First, it says that lowering minimums or eliminating a subset of minimums would have many salutary effects beyond simply decreasing sentences. For example, it would expand judicial discretion to consider individual offenders’ circumstances and roles in their offenses, and thus to craft fairer sentences.
Second, reducing the impact of the mandatory minimums on the ultimate sentence would reduce their outsized influence as a prosecutorial scare tactic that can be deployed to force defendants to trade in their constitutional rights to avoid facing draconian sentences.
Third, lowering mandatory minimums will reduce the racial disparities that result when different prosecutors make different charging decisions for different defendants.
“As a by-product of decreased sentences, federal prison populations — and therefore federal prison expenditures — will experience a long-term decline, resulting in substantial savings to the public,” the ACLU believes.
And what is the likely picture for the future?
Over the past forty years, U.S. taxpayers have financed a $1 trillion "War on Drugs." Many observers say the program has failed to meet any of its declared goals.
“That's putting it mildly,” says the ACLU. “While the favored ‘drug du jour’ varies over time, overall illicit drug use in America, by and large, has remained steady (while) arrests of drug users have skyrocketed. Drugs are cheaper, purer, and more available than ever.”
Meanwhile, the ACLU alleges, “The U.S. is suffering a crisis of mass incarceration fueled most significantly by the War on Drugs. The racially skewed way in which the war is waged has devastated our communities of color…and while the U.S. continues to throw money at ineffective supply-side strategies aimed at stopping drugs at their source or intercepting them at the border, international cartels have set up shop in our own national parks, and Mexico bleeds.”

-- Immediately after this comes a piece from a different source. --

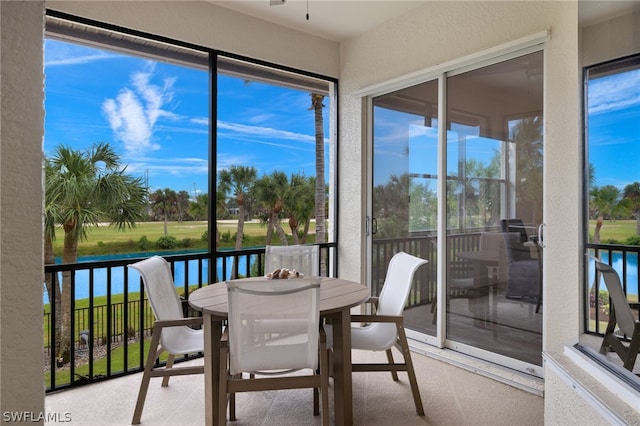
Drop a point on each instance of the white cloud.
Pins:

The “drug czar”, Gil Kerlikowske, Director of the Office of National Drug Control Policy (ONDCP), recently told the Wall Street Journal that his office now considers the drug war to be a public health problem.
“We moved from 'it's a police problem' or 'a criminal justice problem' to 'it's a criminal justice, public health and social policy problem' to 'it's a public-health problem’,” he said.
Yet the 2010 National Drug Control Strategy still allocates 64 percent of federal drug control dollars to "supply reduction" law enforcement strategies and only 36 percent to "demand reduction" strategies like treatment and prevention.
Moreover, ONDCP altered its accounting methods in 2003 to omit the cost of warehousing drug offenders in federal prisons, counting only the costs of programs provided to the inmates.
According to Peter Reuter, who founded the RAND Corporation's Drug Policy Research Center, which makes the Bureau appear, by function, “only as a treatment agency.”
The Sentencing Commission is not slated to issue its report to Congress until October –just a month before the mid-term Congressional elections. Truthout asked Congress watchers whether anyone who has experienced the craven craziness of those who represent us at that particular point in the calendar honestly believes that any Congressperson will take any action likely to make us proud of them?
Well, they tell us there may be some anonymous nibbling around the margins. And Sen. Jim Webb’s proposed National Crime Commission bill may become law, opening the door to a more focused, more aggressive look into all aspects of our justice system, including sentencing.
But, for major changes, the answer for now seems –again -- to be a resounding “not this year.”